China’s AI market may be rebalancing away from open source

GLM-5-Turbo’s licensing posture also lands in a wider Chinese market context that makes the launch more notable than a simple product update.

In recent weeks, reporting around Alibaba’s Qwen unit has raised fresh questions about how China’s leading AI labs will balance open releases with commercial pressure.

Earlier this month, Qwen division head Lin Junyang stepped down, becoming the third senior Qwen executive to leave in 2026, even though Alibaba’s Qwen family remains one of the most prolific open-model efforts anywhere, with more than 400 open-source models released since 2023 and more than 1 billion downloads.

Reuters then reported on March 16 that Alibaba CEO Eddie Wu would take direct control of a newly formed AI-focused business group consolidating Qwen and other units, amid scrutiny over strategy, profitability and the brutal price competition surrounding open-model offerings in China.

Even without overstating those developments, they help frame the broader question hanging over the sector: whether the economics of frontier AI are starting to push even historically open-leaning Chinese labs toward a more segmented strategy.

That does not mean Chinese labs are abandoning open source. But the pattern is becoming harder to ignore: open models help drive adoption, developer goodwill and ecosystem reach, while certain high-value variants aimed at enterprise agents, coding workflows and other commercially attractive use cases may increasingly arrive first as proprietary products.

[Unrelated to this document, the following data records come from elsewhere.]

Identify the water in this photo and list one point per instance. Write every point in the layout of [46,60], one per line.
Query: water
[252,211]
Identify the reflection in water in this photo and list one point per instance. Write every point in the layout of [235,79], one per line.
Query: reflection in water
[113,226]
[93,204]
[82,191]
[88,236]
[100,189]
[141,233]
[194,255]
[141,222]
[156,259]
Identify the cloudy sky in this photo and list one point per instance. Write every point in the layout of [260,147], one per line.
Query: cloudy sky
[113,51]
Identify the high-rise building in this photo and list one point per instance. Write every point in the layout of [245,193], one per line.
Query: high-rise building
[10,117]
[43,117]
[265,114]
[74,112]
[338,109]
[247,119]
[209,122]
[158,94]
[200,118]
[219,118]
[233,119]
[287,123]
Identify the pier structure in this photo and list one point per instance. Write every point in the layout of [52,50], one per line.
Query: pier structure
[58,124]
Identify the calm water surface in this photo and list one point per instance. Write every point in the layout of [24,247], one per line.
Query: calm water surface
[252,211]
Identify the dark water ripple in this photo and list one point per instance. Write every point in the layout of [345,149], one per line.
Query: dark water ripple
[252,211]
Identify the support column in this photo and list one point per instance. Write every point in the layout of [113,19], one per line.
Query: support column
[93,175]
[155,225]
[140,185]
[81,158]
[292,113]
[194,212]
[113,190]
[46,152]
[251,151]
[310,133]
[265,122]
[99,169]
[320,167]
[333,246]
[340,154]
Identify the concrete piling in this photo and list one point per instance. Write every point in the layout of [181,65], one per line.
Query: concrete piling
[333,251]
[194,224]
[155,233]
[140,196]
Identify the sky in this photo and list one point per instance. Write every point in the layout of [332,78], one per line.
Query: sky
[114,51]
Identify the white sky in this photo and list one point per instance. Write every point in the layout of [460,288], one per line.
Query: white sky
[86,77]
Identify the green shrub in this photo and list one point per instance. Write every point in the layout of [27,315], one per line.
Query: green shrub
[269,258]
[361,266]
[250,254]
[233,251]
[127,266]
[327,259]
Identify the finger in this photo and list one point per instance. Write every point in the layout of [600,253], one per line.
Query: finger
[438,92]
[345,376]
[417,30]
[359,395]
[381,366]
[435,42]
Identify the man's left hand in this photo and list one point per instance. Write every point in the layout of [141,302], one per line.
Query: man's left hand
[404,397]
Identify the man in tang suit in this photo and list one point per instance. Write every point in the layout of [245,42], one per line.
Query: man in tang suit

In that sense, GLM-5-Turbo fits a larger possible shift in China’s AI market, one that looks increasingly similar to the playbook used by OpenAI, Anthropic and Google in the U.S.: openness as distribution, proprietary systems as business.

Seen in that light, GLM-5-Turbo looks like more than a speed-focused product update. It may be another sign that parts of China’s AI sector are moving toward the same hybrid model already common in the U.S.: openness as distribution, proprietary systems as business.

That would not mark the end of open-source AI from Chinese labs, but it could mean their most strategically important agent-focused offerings appear first behind closed access, even if some of their underlying advances later make their way into open releases.

For developers evaluating agent platforms, that makes GLM-5-Turbo both a product launch and a useful signal. Z.ai is still speaking the language of open models. But with this release, it is also showing that some of its most commercially relevant work may arrive first as proprietary infrastructure for enterprise-grade agent systems.